Institut de recherche Robert-Sauvé en santé et en sécurité du travail (IRSST), 505, boul. De Maisonneuve Ouest, Montreal, QC, H3A 3C2, Canada.
Center for Interdisciplinary Research in Rehabilitation of Greater Montreal (CRIR), 6363, Hudson Road, office 061, Montreal, QC, H3S 1M9, Canada.
BMC Musculoskelet Disord. 2024 May 4;25(1):358. doi: 10.1186/s12891-024-07480-4.
Little is known about why patients with low back pain (LBP) respond differently to treatment, and more specifically, to a lumbar stabilization exercise program. As a first step toward answering this question, the present study evaluates how subgroups of patients who demonstrate large and small clinical improvements differ in terms of physical and psychological changes during treatment.
Participants (n = 110) performed the exercise program (clinical sessions and home exercises) over eight weeks, with 100 retained at six-month follow-up.

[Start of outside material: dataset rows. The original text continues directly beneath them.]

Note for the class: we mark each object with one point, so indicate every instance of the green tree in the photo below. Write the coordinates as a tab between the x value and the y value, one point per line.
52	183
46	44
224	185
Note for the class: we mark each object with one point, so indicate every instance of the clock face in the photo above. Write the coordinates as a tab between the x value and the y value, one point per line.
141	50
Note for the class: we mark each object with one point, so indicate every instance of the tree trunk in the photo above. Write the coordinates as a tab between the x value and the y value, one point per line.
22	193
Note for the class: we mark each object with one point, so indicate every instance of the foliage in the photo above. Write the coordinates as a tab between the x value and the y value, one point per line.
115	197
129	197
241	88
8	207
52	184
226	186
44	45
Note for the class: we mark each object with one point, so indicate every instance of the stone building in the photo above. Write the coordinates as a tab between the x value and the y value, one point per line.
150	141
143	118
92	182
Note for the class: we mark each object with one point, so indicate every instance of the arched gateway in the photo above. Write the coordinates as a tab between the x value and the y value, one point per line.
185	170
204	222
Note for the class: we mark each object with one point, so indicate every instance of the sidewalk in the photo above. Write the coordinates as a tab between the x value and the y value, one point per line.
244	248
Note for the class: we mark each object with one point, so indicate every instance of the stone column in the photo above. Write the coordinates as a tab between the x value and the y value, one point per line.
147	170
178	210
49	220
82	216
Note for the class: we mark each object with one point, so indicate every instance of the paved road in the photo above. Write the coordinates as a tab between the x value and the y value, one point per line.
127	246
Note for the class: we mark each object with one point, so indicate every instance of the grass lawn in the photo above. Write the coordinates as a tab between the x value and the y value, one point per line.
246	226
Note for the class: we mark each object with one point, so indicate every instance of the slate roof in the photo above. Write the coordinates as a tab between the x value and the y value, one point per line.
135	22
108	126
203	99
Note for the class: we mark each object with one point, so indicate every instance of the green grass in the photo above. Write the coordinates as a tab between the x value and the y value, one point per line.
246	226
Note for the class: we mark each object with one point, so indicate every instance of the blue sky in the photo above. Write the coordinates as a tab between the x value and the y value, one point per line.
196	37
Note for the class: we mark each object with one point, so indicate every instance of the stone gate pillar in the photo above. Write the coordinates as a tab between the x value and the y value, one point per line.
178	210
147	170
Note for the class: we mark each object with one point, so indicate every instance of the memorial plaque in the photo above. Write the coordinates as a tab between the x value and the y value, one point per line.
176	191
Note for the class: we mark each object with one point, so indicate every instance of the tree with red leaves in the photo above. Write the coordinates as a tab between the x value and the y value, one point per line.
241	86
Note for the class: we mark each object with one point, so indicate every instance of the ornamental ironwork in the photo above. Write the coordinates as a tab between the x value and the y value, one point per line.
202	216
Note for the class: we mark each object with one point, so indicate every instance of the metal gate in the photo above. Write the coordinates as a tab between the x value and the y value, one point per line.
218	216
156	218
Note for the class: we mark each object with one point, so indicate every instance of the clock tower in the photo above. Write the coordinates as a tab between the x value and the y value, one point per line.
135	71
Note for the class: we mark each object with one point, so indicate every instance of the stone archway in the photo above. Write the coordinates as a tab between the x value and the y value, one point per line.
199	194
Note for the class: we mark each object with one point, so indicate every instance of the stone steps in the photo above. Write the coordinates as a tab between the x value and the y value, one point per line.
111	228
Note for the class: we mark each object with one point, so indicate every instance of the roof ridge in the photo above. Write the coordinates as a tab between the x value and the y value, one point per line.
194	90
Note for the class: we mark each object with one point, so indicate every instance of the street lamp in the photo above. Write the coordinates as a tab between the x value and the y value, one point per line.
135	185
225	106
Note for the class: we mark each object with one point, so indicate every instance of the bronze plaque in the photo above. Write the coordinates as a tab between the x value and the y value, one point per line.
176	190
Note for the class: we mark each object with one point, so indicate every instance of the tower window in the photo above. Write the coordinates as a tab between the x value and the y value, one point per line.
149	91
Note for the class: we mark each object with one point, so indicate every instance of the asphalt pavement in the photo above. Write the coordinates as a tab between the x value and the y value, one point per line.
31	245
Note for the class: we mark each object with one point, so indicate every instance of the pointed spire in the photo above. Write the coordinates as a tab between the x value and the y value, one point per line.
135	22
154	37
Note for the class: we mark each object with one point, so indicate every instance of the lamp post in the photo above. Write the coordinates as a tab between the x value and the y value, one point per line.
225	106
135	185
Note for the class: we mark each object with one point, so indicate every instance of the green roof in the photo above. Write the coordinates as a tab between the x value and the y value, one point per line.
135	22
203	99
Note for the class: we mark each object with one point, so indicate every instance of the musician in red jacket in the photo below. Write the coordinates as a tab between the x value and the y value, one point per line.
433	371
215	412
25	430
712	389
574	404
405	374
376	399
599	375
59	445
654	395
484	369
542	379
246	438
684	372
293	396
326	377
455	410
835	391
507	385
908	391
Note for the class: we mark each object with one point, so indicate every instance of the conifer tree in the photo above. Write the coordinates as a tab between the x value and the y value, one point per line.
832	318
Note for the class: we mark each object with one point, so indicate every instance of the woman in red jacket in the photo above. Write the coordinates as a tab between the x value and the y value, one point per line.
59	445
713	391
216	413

Physical measures (lumbar segmental instability, motor control impairments, range of motion, trunk muscle endurance and physical performance tests) were collected twice (baseline, end of treatment), while psychological measures (fear-avoidance beliefs, pain catastrophizing, psychological distress, illness perceptions, outcome expectations) were collected at four time points (baseline, mid-treatment, end of treatment, follow-up). The participants were divided into three subgroups (large, moderate and small clinical improvements) based on the change of perceived disability scores. ANOVA for repeated measure compared well-contrasted subgroups (large vs. small improvement) at different times to test for SUBGROUP × TIME interactions.
Statistically significant interactions were observed for several physical and psychological measures. In all these interactions, the large- and small-improvement subgroups were equivalent at baseline, but the large-improvement subgroup showed more improvements over time compared to the small-improvement subgroup. For psychological measures only (fear-avoidance beliefs, pain catastrophizing, illness perceptions), between-group differences reached moderate to strong effect sizes, at the end of treatment and follow-up.
The large-improvement subgroup showed more improvement than the small-improvement subgroup with regard to physical factors typically targeted by this specific exercise program as well as for psychological factors that are known to influence clinical outcomes.
对于为什么腰痛(LBP)患者对治疗的反应不同,更具体地说,对腰椎稳定运动方案的反应不同,人们知之甚少。为了回答这个问题,本研究首先评估在治疗过程中表现出较大和较小临床改善的患者亚组在身体和心理变化方面有何不同。
参与者(n=110)在八周内完成了运动方案(临床课程和家庭运动),其中 100 人在六个月随访时保留下来。在两次(基线、治疗结束时)收集身体测量值(腰椎节段性不稳定、运动控制障碍、活动范围、躯干肌肉耐力和身体表现测试),而心理测量值(恐惧回避信念、疼痛灾难化、心理困扰、疾病认知、预后期望)在四个时间点(基线、治疗中期、治疗结束时、随访时)收集。根据感知残疾评分的变化,将参与者分为三个亚组(大、中、小临床改善)。重复测量的 ANOVA 比较了不同时间的良好对照亚组(大改善与小改善),以测试 SUBGROUP × TIME 交互作用。
观察到几个身体和心理测量值的统计学显著交互作用。在所有这些相互作用中,大改善和小改善亚组在基线时是相等的,但大改善亚组的改善程度随着时间的推移比小改善亚组更明显。仅对于心理测量值(恐惧回避信念、疼痛灾难化、疾病认知),在治疗结束时和随访时,组间差异达到了中等至强的效应量。
与该特定运动方案通常针对的身体因素以及已知影响临床结果的心理因素相比,大改善亚组的改善程度大于小改善亚组。